The dplyr is an important R-package used in transforming and summarizing tabular data in R.It can be used to perform major common data manipulation functions such as selection of specific columns, filtering and rearranging rows, adding new columns and grouping rows and columns.
Let’s start by loading the dplyr package into Rstudio
library(dplyr)
##
## Attaching package: 'dplyr'
## The following objects are masked from 'package:stats':
##
## filter, lag
## The following objects are masked from 'package:base':
##
## intersect, setdiff, setequal, union
For this tutorial, we will be using the College Scorecard project dataset. The College Scorecard project provides data to help students and families compare college costs and outcomes as they weigh the tradeoffs of different colleges, accounting for their own needs and educational goals.

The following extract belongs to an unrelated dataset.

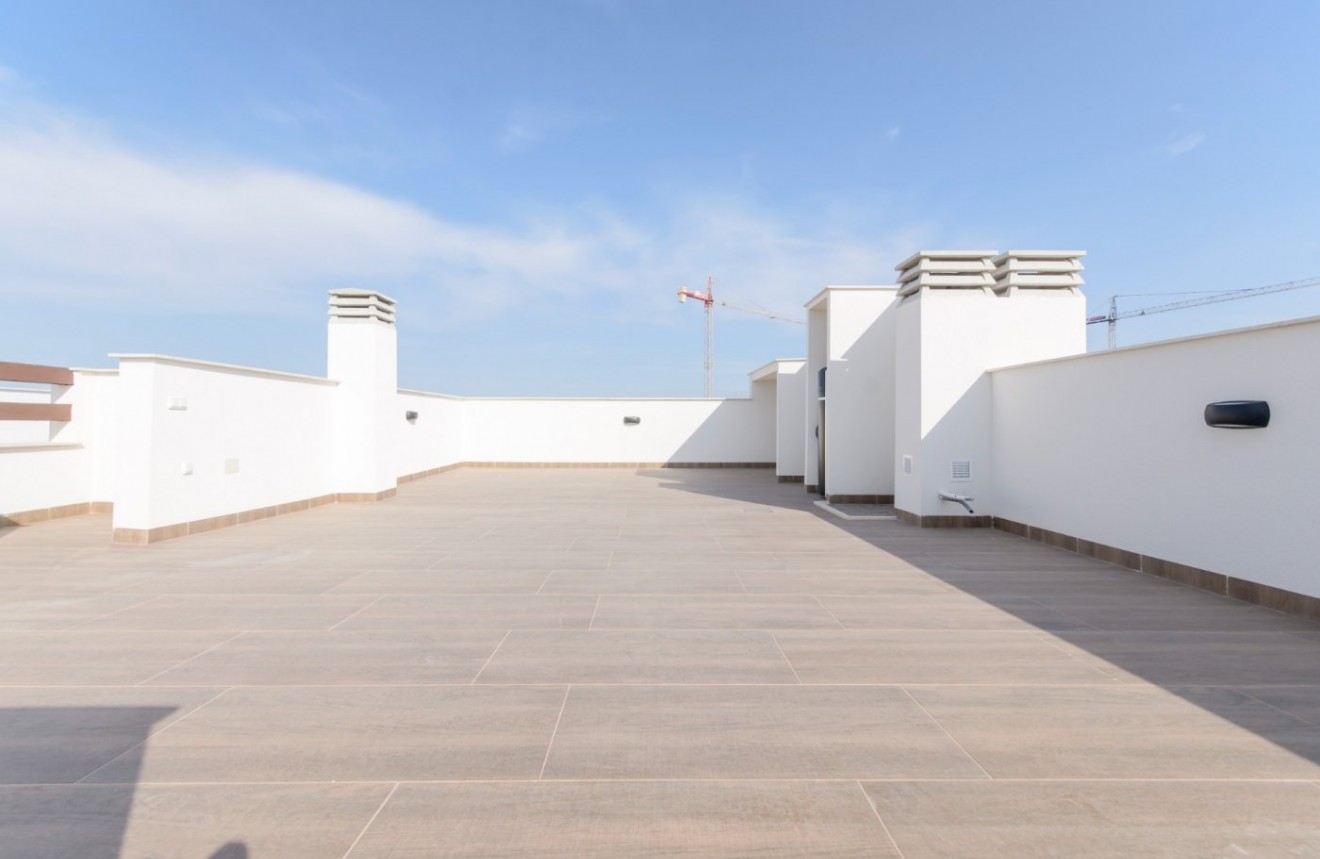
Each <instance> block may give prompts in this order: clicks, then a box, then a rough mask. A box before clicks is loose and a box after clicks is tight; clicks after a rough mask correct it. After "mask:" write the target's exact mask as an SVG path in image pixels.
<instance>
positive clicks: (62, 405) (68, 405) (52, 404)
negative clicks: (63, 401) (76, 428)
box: [0, 402, 74, 422]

You can click here to download the College Scorecard project data
We load the data into R
college_scorecard <- readRDS("C:/Users/factual/college_scorecard.rds")

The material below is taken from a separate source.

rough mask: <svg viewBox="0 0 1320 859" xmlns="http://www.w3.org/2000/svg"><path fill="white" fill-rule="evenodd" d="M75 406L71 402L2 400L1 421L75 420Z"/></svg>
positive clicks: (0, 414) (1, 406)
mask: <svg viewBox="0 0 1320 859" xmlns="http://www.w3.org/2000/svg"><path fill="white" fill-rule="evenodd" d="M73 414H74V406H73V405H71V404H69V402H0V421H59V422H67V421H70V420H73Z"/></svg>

In this tutorial, we will be exploring the following dplyr functions.
arrange() for rearranging or reordering rows
filter() for filtering rows
select() for selecting columns
mutate() for creating new columns
group_by() for goruping operations
summarise() for summarising values
Let’s select the name, size and grad_students (number of graduate students in each institution) from the dataset
grad_pop<-select(college_scorecard,name, size, grad_students)
head(grad_pop)
## name size grad_students
## 1 Alabama A & M University 4081 760
## 2 University of Alabama at Birmingham 11014 6708
## 3 Amridge University 338 365
## 4 University of Alabama in Huntsville 5703 1754
## 5 Alabama State University 5123 686
## 6 The University of Alabama 27364 5477
We can also select all the columns except a specific column by using negative indexing “-”

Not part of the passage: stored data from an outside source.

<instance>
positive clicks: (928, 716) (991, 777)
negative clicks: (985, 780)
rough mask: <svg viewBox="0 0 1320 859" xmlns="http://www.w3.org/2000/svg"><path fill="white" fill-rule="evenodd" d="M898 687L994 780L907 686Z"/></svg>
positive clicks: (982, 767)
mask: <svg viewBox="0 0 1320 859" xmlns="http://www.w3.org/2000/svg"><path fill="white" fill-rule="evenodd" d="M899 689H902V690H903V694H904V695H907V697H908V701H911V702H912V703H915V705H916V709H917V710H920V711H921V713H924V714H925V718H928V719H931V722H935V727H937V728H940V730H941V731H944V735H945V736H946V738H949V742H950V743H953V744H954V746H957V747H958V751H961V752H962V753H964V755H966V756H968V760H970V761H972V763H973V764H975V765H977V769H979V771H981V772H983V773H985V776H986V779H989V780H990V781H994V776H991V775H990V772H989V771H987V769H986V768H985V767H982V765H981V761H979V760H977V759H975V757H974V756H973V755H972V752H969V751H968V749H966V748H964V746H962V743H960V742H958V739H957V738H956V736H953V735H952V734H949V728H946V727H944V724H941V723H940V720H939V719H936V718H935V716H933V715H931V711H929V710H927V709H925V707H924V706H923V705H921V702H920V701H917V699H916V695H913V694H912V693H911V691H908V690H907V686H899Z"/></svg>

grad_pop2<- select(grad_pop, -name )
head(grad_pop2)
## size grad_students
## 1 4081 760
## 2 11014 6708
## 3 338 365
## 4 5703 1754
## 5 5123 686
## 6 27364 5477
To select all the columns except a specific group of columns
grad_pop3<- select(grad_pop, -c(name,size) )
head(grad_pop3)
## grad_students
## 1 760
## 2 6708
## 3 365
## 4 1754
## 5 686
## 6 5477
To select a range of columns, we can use the colon (:) operator
range_select<-select(college_scorecard, part_time_share:avg_net_price.private )
head(range_select)
## part_time_share operating avg_net_price.public avg_net_price.private
## 1 0.0762 NA 11726 NA
## 2 0.2533 NA 15123 NA
## 3 0.3728 NA NA 6927
## 4 0.2271 NA 11160 NA
## 5 0.0859 NA 11029 NA
## 6 0.0824 NA 18526 NA
We can use the function starts_with() to select all columns that start with any character string, e.g “avg”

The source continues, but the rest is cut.